Defesa de Bolsonaro não apresenta novos recursos contra condenação de 27 anos


Ex-presidente pode ainda recorrer, mas prazos se esgotaram para embargos de declaração

Defesa do ex-presidente Jair Bolsonaro não apresentou novos recursos contra condenação de 27 anos.

Defesa de Bolsonaro não apresenta novos recursos contra pena de 27 anos

A defesa de Jair Bolsonaro (PL) não apresentou novos embargos de declaração contra a condenação de 27 anos e 3 meses de prisão por tentativa de golpe de Estado. O prazo para a apresentação deste recurso terminou às 23h59 de segunda-feira (24 de novembro de 2025). A 1ª Turma do STF havia definido a pena em setembro, e o primeiro recurso da defesa foi rejeitado no início de novembro.

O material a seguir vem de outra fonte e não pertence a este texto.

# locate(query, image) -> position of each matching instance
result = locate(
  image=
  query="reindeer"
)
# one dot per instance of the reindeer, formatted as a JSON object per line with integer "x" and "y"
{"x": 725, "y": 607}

Entendendo os embargos de declaração

Os embargos de declaração são um tipo de recurso que visa corrigir omissões, contradições ou obscuridades na decisão judicial. Sua função não é alterar o conteúdo da pena, mas esclarecer pontos específicos do acórdão. A possibilidade de apresentar embargos infringentes ainda existe; no entanto, o STF possui um entendimento consolidado de que esse tipo de recurso só é válido quando o réu obtém pelo menos dois votos pela absolvição, o que não ocorreu no caso de Bolsonaro.

Consequências do trânsito em julgado

Com o trânsito em julgado, a execução da pena de Bolsonaro será iniciada. Isso significa que ele será transferido para uma unidade prisional em regime fechado, o que ocorrerá após o término de todas as possibilidades de recurso. O STF expedirá o mandado de prisão assim que a análise da ação penal estiver concluída.

Bolsonaro se encontra preso desde 22 de novembro, na Superintendência da Polícia Federal em Brasília, por ordem do ministro Alexandre de Moraes. Esta prisão não está diretamente relacionada à condenação por tentativa de golpe, mas sim a uma violação das cautelares impostas pelo tribunal, que resultou na conversão de sua prisão domiciliar em prisão preventiva.

Detalhes da condenação

A 1ª Turma do STF condenou Bolsonaro em 11 de setembro de 2025 por cinco crimes, incluindo a tentativa de golpe de Estado. O julgamento contou com a participação de seis ministros, dos quais apenas Luiz Fux votou contra a maioria, absolvendo a maioria dos réus, mas condenando Mauro Cid e Walter Braga Netto por abolição violenta do Estado democrático de Direito.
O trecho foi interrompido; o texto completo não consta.